From Volunteer to Voice of Change
In the coastal city of Alexandria, change is not always driven from boardrooms or policies. Sometimes, it begins in schoolyards – with children planting trees, collecting waste, and learning that they have the power to shape their environment.
For Enas Younis, that’s where it all started.
Since 2016, she has been moving from one public school to another, not as a teacher, but as a volunteer. Her days were spent outdoors, organizing activities for children: planting trees, collecting waste, and teaching them how to care for their environment.

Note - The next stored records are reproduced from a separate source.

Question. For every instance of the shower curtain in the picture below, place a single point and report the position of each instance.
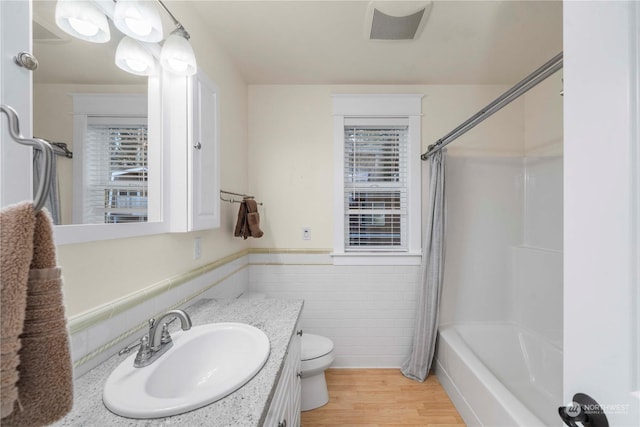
(417, 366)
(53, 198)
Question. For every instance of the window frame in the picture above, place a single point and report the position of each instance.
(347, 109)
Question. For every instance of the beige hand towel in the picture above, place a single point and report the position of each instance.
(45, 385)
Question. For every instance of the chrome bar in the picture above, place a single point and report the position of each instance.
(520, 88)
(47, 165)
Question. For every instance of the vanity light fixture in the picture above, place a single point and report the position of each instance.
(138, 19)
(82, 20)
(133, 58)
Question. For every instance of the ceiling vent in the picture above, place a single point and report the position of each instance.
(396, 20)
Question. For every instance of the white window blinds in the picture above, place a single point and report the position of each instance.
(116, 170)
(375, 186)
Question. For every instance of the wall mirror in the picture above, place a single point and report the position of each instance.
(79, 94)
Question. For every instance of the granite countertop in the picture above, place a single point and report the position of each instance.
(247, 406)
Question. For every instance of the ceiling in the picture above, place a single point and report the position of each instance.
(319, 42)
(323, 42)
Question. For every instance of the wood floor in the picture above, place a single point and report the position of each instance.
(382, 397)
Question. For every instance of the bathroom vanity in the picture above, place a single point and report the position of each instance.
(270, 398)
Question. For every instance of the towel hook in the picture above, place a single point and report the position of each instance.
(47, 151)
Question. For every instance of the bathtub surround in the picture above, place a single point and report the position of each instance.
(429, 290)
(501, 360)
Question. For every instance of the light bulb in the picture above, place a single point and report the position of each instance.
(83, 20)
(136, 65)
(133, 58)
(139, 26)
(177, 65)
(85, 28)
(139, 19)
(177, 55)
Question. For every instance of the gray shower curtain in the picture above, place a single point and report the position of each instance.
(418, 364)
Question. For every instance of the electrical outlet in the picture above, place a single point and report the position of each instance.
(197, 248)
(306, 233)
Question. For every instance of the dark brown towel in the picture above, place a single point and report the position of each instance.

Sometimes, she worked with as many as 180 students at a time, dividing them into small groups, guiding them through each task, and turning ordinary moments into lessons in responsibility and pride.
“I like to work on the ground,” she says. “Leave me there and let me manage.”
Over time, her role grew. What started as simple volunteering became coordination across entire districts. From Montazah to Agami, Enas managed logistics, supported schools, and ensured activities ran smoothly. She became a trusted presence – someone schools could rely on.
But as she spent more time with students, she began to notice something troubling.
Outside, children were engaged, active, and full of energy. Inside the classroom, many of them were struggling.
Basic learning - especially in Arabic, science, and mathematics - was a challenge. Lessons often felt disconnected from their daily lives, and students were falling behind. Enas saw it clearly: the same children who could organize themselves to plant trees or clean their surroundings were losing confidence when it came to learning.
She wanted to do more.
That opportunity came when she learned about the Mustakbaly programme, implemented by UNICEF Egypt in partnership with Education Above All (EAA) Foundation’s ROTA programme, and supported by the Qatar Fund for Development. Curious and determined, she applied and was selected to take part in a Training of Trainers in Cairo. It was a turning point.
For the first time, Enas stepped into a new role – not just working with children but supporting the teachers who guide them every day. The training gave her tools, methods, and a new way of thinking about education. It also gave her something more: a sense of purpose.
Today, Enas works closely with science and mathematics teachers, particularly in vocational and underserved public schools. She helps them strengthen foundational learning and connect lessons to real-life issues, including climate and the environment – topics she has long been passionate about.
Her approach is simple and grounded in her experience: learning should be practical, engaging, and shared.
“She made people feel comfortable,” a colleague recalls. “It didn’t feel like training. It felt like we were learning together.”
Enas has not left the ground behind. She still visits classrooms regularly, observing lessons, speaking with teachers, and following up to see how new methods are being used. For her, the real measure of success is not the training itself, but what happens afterward.
“You go and see them in action,” she says. “That’s when you know something has changed.”
Her journey, from organizing children in schoolyards to empowering teachers across multiple schools, is not just a story of personal growth. It is a story of connection. Between communities and classrooms. Between teaching and real life. Between opportunity and potential.
And it is a reminder that meaningful change often starts quietly – with someone willing to show up, stay close, and keep going.
The Green Visions and Thriving Futures project of Education Above All (EAA) Foundation supported by Qatar Fund for Development, in partnership with UNICEF’s Generation Unlimited will support 370,000 young people across Jordan, Lebanon, and Egypt in greening actions to protect biodiversity, manage waste and conserve water in local communities, with 60,000 of them undergoing a climate action curriculum in preparatory schools. In addition, the programme will support 195,670 youth in Egypt to transition from learning to earning through job placements or self-employment in sectors such as information technology, healthcare, engineering, and agriculture. This includes 22,500 young people who will first learn about climate action through the curriculum, then gain hands-on experience by participating in greening initiatives, and then access job opportunities.